Ancak şunun da farkında olmamız gerekli. Bizler her şeyden önce insanız bizim sadece tek talebimiz asgari ücret değil. Dünya üzerindeki bizler taleplerimizi sırf işçi olarak değil anne olarak baba olarak hayatı boyunca eğitime ihtiyacı olan eğlenmeye ihtiyacı olan tatile ihtiyacı olan kültürel ihtiyaçları olan ve bu talepleri de sahiplenerek sosyal haklarımızı da gözetmeliyiz. Ayrıca bizleri ve sendikalarımızı Kürtçü sendika, Türkçü sendika, ocu bucu diye ayırıyorlar. Halbuki sendikalar işçi örgütleridir; bizim Kürt, Alevi, Sünni, Türk bir farkımız yok hepimiz aynı iş yerinde aynı şartlarda çalışıyoruz. Yeri geliyor ekmeğimizi paylaşıyoruz.
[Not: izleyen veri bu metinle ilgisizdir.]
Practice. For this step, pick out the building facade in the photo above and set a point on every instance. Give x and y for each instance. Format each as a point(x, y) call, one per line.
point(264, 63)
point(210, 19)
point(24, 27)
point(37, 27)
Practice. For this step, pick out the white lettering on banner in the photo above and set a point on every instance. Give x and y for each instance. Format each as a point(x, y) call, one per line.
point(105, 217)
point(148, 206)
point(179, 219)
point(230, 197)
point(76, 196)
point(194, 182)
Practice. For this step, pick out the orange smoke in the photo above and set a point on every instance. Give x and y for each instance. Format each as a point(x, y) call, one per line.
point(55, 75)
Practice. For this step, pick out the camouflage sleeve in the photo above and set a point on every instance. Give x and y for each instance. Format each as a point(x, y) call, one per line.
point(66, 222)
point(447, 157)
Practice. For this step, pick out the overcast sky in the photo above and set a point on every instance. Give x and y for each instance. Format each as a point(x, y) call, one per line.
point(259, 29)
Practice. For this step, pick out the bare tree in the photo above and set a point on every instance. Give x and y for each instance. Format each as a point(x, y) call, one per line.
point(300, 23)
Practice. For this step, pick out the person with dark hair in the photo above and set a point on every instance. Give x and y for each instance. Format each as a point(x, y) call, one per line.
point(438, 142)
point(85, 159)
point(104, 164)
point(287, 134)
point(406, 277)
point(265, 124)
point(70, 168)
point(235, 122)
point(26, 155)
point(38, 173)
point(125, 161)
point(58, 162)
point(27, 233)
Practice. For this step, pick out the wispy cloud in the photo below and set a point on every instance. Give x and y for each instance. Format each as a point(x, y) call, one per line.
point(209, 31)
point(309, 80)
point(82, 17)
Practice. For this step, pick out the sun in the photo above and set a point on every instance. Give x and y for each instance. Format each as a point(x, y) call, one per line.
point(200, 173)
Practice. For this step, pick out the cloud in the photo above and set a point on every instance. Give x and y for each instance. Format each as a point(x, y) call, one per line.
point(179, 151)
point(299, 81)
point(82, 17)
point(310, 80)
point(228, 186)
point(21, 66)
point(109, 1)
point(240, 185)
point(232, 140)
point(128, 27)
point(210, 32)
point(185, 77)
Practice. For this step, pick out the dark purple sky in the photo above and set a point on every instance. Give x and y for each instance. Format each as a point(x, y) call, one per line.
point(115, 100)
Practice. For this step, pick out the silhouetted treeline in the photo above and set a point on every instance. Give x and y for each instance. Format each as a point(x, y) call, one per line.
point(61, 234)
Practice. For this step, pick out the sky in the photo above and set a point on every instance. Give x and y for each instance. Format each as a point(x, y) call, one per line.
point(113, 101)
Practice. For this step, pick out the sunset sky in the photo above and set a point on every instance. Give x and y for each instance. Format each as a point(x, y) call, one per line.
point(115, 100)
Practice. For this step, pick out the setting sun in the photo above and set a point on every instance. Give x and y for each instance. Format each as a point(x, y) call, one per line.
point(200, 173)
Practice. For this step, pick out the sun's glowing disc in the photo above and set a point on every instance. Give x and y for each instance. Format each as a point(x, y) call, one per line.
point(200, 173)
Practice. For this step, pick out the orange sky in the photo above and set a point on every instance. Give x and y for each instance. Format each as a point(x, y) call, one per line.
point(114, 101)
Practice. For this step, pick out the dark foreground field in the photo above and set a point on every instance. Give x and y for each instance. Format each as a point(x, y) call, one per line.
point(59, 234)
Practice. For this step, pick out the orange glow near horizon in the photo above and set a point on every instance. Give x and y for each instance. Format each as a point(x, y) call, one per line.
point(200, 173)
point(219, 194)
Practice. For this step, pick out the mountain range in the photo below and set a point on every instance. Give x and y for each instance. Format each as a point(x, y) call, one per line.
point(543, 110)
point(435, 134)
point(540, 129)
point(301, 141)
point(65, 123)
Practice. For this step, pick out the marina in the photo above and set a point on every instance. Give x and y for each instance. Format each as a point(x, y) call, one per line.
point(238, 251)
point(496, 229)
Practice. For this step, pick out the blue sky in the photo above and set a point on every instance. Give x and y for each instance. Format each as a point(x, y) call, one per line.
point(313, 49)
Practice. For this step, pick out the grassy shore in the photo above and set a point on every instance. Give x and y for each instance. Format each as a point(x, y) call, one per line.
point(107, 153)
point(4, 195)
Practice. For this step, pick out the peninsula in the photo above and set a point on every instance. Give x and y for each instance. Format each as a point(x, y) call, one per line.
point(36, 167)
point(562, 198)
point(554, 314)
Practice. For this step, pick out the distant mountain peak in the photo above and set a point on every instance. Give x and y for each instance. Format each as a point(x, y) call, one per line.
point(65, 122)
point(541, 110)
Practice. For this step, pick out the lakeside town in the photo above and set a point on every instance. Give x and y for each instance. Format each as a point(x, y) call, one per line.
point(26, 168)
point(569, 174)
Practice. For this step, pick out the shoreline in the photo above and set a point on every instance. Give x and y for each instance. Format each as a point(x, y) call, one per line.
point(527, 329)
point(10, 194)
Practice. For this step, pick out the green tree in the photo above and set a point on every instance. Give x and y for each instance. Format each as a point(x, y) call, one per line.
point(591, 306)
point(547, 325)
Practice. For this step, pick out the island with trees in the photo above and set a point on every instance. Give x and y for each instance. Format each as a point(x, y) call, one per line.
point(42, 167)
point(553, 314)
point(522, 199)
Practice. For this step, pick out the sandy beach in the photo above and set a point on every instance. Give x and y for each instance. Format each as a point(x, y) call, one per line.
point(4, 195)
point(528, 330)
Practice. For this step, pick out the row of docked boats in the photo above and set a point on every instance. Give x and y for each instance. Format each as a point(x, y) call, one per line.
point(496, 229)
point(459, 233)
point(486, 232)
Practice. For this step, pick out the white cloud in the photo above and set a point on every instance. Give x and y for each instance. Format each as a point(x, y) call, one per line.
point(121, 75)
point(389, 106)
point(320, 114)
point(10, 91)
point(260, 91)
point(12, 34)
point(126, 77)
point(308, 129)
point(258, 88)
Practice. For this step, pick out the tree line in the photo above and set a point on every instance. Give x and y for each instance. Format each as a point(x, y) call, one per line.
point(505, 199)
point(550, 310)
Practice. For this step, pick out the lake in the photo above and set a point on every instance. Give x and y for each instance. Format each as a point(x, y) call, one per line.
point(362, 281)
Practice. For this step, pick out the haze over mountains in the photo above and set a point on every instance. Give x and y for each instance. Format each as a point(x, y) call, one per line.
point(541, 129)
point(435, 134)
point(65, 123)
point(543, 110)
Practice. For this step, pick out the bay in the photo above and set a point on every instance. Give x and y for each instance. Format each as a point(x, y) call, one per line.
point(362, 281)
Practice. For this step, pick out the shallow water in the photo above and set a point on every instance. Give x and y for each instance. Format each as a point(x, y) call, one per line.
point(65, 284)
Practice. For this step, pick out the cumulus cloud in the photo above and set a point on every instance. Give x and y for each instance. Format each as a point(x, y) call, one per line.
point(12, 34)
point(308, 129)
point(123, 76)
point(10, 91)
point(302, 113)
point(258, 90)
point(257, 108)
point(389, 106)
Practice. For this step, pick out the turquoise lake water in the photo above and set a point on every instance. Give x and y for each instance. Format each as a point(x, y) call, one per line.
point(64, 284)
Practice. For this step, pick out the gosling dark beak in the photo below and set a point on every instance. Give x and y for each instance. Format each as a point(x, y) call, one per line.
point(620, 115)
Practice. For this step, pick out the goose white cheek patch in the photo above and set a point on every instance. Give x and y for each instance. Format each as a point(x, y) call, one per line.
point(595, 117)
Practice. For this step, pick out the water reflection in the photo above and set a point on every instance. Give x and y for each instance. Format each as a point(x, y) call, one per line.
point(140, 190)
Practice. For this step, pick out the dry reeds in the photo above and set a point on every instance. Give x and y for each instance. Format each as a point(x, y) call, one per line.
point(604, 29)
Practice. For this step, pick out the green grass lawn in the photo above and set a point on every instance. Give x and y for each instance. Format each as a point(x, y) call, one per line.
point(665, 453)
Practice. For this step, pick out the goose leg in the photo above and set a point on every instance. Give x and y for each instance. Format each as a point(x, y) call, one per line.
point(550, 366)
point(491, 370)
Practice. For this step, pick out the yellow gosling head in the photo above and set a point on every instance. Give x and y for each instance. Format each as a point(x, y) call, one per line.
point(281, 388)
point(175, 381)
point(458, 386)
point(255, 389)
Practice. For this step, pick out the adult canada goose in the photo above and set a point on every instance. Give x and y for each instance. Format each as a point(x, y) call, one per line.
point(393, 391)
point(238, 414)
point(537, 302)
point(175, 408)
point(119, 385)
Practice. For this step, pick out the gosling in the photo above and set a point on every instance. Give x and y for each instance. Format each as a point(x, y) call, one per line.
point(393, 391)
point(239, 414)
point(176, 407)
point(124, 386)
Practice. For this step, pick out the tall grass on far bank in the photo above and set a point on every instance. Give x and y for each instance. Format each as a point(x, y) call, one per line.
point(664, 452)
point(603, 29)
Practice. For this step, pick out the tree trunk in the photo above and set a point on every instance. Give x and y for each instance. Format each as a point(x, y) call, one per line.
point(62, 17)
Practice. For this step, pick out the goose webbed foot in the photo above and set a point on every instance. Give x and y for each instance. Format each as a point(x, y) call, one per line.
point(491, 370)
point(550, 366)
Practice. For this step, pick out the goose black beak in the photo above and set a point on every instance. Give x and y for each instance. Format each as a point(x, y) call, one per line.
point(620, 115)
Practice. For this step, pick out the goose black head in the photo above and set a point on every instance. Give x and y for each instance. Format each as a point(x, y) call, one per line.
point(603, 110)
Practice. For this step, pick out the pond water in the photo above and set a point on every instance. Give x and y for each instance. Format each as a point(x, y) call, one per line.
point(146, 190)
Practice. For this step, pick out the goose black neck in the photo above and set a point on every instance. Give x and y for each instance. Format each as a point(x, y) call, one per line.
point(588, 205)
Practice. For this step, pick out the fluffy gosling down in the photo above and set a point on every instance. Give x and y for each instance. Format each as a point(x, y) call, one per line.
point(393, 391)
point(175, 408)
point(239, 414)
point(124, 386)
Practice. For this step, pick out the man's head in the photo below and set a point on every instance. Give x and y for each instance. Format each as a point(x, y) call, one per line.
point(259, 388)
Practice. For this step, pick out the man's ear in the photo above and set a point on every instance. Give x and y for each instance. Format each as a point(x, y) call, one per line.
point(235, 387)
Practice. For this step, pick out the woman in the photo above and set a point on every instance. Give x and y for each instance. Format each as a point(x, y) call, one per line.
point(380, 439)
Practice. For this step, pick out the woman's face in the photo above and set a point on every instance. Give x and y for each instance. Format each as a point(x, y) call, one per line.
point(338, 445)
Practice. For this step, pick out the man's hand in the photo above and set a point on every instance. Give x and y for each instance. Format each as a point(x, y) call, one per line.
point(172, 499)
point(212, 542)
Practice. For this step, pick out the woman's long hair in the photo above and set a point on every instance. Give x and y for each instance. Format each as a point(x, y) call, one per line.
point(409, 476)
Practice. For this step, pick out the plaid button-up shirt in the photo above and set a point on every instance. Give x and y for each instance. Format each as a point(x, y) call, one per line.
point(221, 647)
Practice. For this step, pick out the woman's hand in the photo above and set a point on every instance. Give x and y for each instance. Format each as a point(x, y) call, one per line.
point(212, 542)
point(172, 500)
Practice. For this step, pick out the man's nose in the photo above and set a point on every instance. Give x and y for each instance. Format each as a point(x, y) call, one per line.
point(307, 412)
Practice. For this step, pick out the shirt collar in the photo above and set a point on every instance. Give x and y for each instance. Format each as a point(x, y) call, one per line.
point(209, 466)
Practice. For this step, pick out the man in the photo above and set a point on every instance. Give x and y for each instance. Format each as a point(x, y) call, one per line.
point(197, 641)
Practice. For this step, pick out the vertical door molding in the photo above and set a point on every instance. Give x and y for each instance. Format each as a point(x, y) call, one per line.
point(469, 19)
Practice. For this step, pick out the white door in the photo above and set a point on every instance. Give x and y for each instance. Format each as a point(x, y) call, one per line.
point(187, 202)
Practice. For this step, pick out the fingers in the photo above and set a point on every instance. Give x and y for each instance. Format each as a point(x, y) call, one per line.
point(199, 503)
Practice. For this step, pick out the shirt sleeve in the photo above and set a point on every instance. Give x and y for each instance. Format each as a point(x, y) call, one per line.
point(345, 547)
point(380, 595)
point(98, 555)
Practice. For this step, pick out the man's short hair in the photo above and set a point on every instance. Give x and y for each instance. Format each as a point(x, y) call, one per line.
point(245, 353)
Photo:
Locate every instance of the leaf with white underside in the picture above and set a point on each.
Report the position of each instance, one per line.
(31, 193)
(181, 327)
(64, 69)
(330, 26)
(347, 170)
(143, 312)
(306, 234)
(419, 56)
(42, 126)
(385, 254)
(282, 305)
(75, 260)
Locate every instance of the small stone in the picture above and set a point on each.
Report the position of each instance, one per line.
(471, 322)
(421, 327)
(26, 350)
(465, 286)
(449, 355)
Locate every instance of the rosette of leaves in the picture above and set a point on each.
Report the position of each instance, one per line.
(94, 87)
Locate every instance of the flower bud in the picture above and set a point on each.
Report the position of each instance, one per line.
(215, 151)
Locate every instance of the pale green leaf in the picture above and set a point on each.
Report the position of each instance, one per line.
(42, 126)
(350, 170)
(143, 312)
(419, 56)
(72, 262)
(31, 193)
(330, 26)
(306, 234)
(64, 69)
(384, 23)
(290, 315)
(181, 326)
Bizlerin örgütü olan bu sendikaları birbirlerine karşı cepheleştirmek kimin işine geliyor? Bu bağlamdan bakıldığında ülkedeki demokratikleşme süreci de bizler için müdahil olunması gereken bir süreçtir, zira yıllarca bu savaşlarda ölenler asgari ücretli olarak çalışanların çocuklarıdır. Biz işçiler olarak sadece asgari ücret meselesinde değil, ülkemizi ilgilendiren her sorunda emekçilerin gözüyle bakarak, sorunlara yaklaşmamız gerekiyor. Örneğin füze kalkanını ülkemize yerleşmesinde emekçilerin nasıl bir çıkarı var, olmadığı açıktır. Öyleyse değerlendirmelerimizi buna göre yapmak ve saflarımızı buna göre belirlemek gerekiyor. Sermaye partilerinin emekçilerin derdine deva olmadığını, barışı ve kardeşliği sağlamadığını son dokuz yıldır bir kez daha gördük. Artık bunlar bize tecrübe olmalı.